Charles gives the Jaguars a player who can handle 10-15 touches per game. Offensive coordinator Nathaniel Hackett is not limited in how he can use Charles, either, which makes him an ideal relief for T.J. Yeldon while Leonard Fournette is out indefinitely with a hamstring injury.
Yeldon played 77 of the Jaguars' 83 offensive snaps in last Sunday's loss to Kansas City because Corey Grant went down with a foot injury early in the second quarter. That's an untenable pace and the Jaguars had to add at least one running back they could trust this week, because first-year running back Brandon Wilds really struggled against the Chiefs. He ran twice for 6 yards and went the wrong way to block which resulted in a hit on quarterback Blake Bortles.
Charles turns 32 on Dec. 27, but he has had a light workload the past three years. He had 895 offensive touches from 2012 to 2014, but has just 198 in the past three seasons. He tore his right ACL five games into the 2015 season and had his 2016 season cut short after three games because he needed a second surgery on that same knee.
Charles had 92 touches last season with Denver and wasn't in a camp with any team this year.
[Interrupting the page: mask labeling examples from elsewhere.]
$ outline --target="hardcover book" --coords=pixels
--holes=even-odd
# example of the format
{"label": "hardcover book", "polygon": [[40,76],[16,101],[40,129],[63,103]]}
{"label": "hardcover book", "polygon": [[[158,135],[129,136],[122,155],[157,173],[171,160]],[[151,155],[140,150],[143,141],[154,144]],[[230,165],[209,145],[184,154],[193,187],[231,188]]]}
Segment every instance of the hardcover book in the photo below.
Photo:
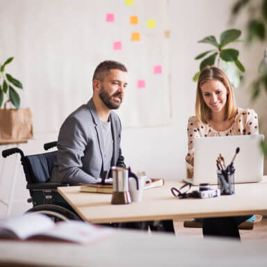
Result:
{"label": "hardcover book", "polygon": [[0,238],[57,241],[87,244],[102,239],[114,230],[88,222],[68,220],[56,224],[38,213],[28,213],[0,220]]}
{"label": "hardcover book", "polygon": [[[151,183],[146,182],[145,189],[153,188],[155,187],[160,187],[164,185],[164,179],[163,178],[150,178]],[[81,192],[89,193],[101,193],[106,194],[112,194],[113,186],[112,184],[81,184]]]}

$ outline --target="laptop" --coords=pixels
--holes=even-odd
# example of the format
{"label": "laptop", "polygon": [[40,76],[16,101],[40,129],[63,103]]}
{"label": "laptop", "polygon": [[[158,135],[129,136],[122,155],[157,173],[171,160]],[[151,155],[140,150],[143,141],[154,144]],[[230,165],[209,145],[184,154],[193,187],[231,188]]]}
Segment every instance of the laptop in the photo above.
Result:
{"label": "laptop", "polygon": [[232,160],[237,147],[240,148],[240,152],[234,161],[235,183],[261,181],[264,154],[260,142],[264,139],[264,136],[261,134],[195,138],[193,177],[184,179],[184,181],[193,185],[202,183],[217,184],[216,159],[220,153],[227,165]]}

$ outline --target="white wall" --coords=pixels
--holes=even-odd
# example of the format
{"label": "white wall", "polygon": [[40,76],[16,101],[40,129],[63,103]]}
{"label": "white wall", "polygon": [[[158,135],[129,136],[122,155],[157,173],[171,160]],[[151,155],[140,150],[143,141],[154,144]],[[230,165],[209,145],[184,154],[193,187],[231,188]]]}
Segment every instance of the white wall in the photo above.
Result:
{"label": "white wall", "polygon": [[[8,2],[8,0],[0,0],[0,4]],[[35,2],[35,1],[33,1]],[[92,1],[88,2],[93,2]],[[79,11],[79,3],[76,1],[76,10]],[[202,51],[208,50],[210,47],[205,44],[198,44],[197,41],[209,35],[215,35],[219,38],[220,33],[227,29],[234,26],[242,29],[245,17],[241,17],[236,24],[229,24],[229,7],[234,1],[232,0],[170,0],[170,26],[171,42],[171,92],[172,104],[172,124],[166,127],[142,129],[123,129],[122,148],[126,158],[127,163],[131,165],[134,171],[144,170],[149,177],[164,177],[168,179],[175,179],[184,177],[186,173],[184,156],[187,152],[186,124],[188,116],[194,114],[194,104],[195,95],[195,83],[192,81],[192,76],[197,72],[199,63],[194,60],[194,57]],[[51,10],[47,10],[47,18],[50,14],[54,14],[55,8],[60,12],[62,1],[54,1]],[[3,5],[1,5],[3,6]],[[24,8],[31,7],[24,6]],[[77,11],[77,12],[78,12]],[[23,12],[23,10],[22,10]],[[71,11],[70,11],[71,12]],[[74,14],[74,16],[76,15]],[[74,18],[72,18],[74,19]],[[79,19],[79,17],[76,18]],[[2,22],[0,23],[8,23]],[[19,22],[18,22],[19,23]],[[31,29],[29,29],[31,31]],[[49,29],[47,29],[49,31]],[[64,34],[67,34],[67,29],[63,29]],[[60,34],[60,33],[59,33]],[[243,37],[245,34],[243,33]],[[15,37],[10,37],[11,42],[15,42]],[[1,38],[1,37],[0,37]],[[0,39],[0,42],[3,42]],[[44,40],[45,42],[45,40]],[[1,44],[0,44],[1,45]],[[245,83],[240,88],[235,91],[237,102],[241,107],[252,107],[258,113],[261,121],[266,122],[267,113],[266,108],[266,97],[263,96],[257,103],[249,103],[250,95],[248,91],[248,85],[257,75],[257,69],[259,63],[264,54],[264,49],[267,47],[262,44],[255,44],[252,47],[245,47],[243,44],[238,44],[236,47],[240,50],[240,60],[246,67],[246,79]],[[23,53],[22,48],[19,49]],[[42,51],[39,51],[42,53]],[[79,49],[75,51],[77,57],[83,58],[83,51]],[[6,58],[9,54],[1,54],[1,58]],[[1,58],[3,60],[3,58]],[[55,58],[56,61],[56,58]],[[38,66],[40,72],[42,72],[42,65]],[[79,67],[77,65],[76,67]],[[56,67],[51,65],[51,73],[54,77]],[[35,70],[31,71],[34,73]],[[84,72],[84,70],[83,70]],[[70,75],[72,74],[70,73]],[[52,74],[51,74],[52,75]],[[129,73],[131,75],[131,73]],[[33,76],[29,83],[34,83],[40,77]],[[46,77],[49,79],[49,77]],[[68,76],[66,76],[62,83],[68,83]],[[90,81],[91,77],[88,77]],[[87,81],[84,80],[84,83]],[[38,83],[35,90],[40,94],[45,92],[45,83]],[[63,93],[60,88],[56,88],[55,94]],[[86,95],[86,97],[88,95]],[[31,106],[31,101],[35,101],[32,96],[26,94],[24,101]],[[40,97],[38,99],[40,100]],[[61,105],[66,105],[72,99],[63,98],[62,102],[57,105],[47,108],[53,108],[55,113],[60,112]],[[85,99],[85,102],[87,99]],[[149,101],[149,99],[147,100]],[[42,118],[45,111],[34,110],[35,120]],[[59,125],[58,125],[59,127]],[[267,131],[266,131],[266,133]],[[49,140],[56,138],[57,133],[35,132],[35,139],[29,142],[29,145],[23,147],[27,152],[36,152],[41,149],[42,144]],[[4,177],[0,177],[1,186],[6,186],[9,183],[8,171],[6,171]],[[0,172],[1,173],[1,172]],[[22,179],[22,177],[19,179]],[[3,181],[5,181],[3,182]],[[26,189],[24,185],[18,183],[15,199],[19,200],[25,195]],[[23,188],[22,188],[23,187]],[[2,195],[3,189],[0,191]],[[6,189],[8,191],[8,189]],[[19,204],[14,205],[14,213],[18,212]],[[25,204],[20,204],[22,209],[26,209]],[[0,205],[0,210],[1,210]],[[3,213],[3,214],[4,212]],[[1,213],[0,213],[1,216]]]}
Even with his smaller workload, Charles has the highest per-carry average in NFL history of any running back with at least 1,000 carries. Per ESPN Stats & Information, Charles' 5.4 yards per carry is better than Jim Brown (5.2) and Barry Sanders (5.0).
Hackett can use Charles as an inside runner as well as a receiver out of the backfield (308 catches, including 70 in 2013). Grant had little success as an inside runner (six carries for 21 yards), but thrived catching the ball on the perimeter, so his presence on the field was a tipoff to the defense.
Yeldon will still get the bulk of the work, especially over the next few weeks as Charles gets back into game shape, but if Charles is healthy, he stabilizes the Jaguars' running back situation. It will be interesting to see the workload division when Fournette returns, though when that will be remains unclear.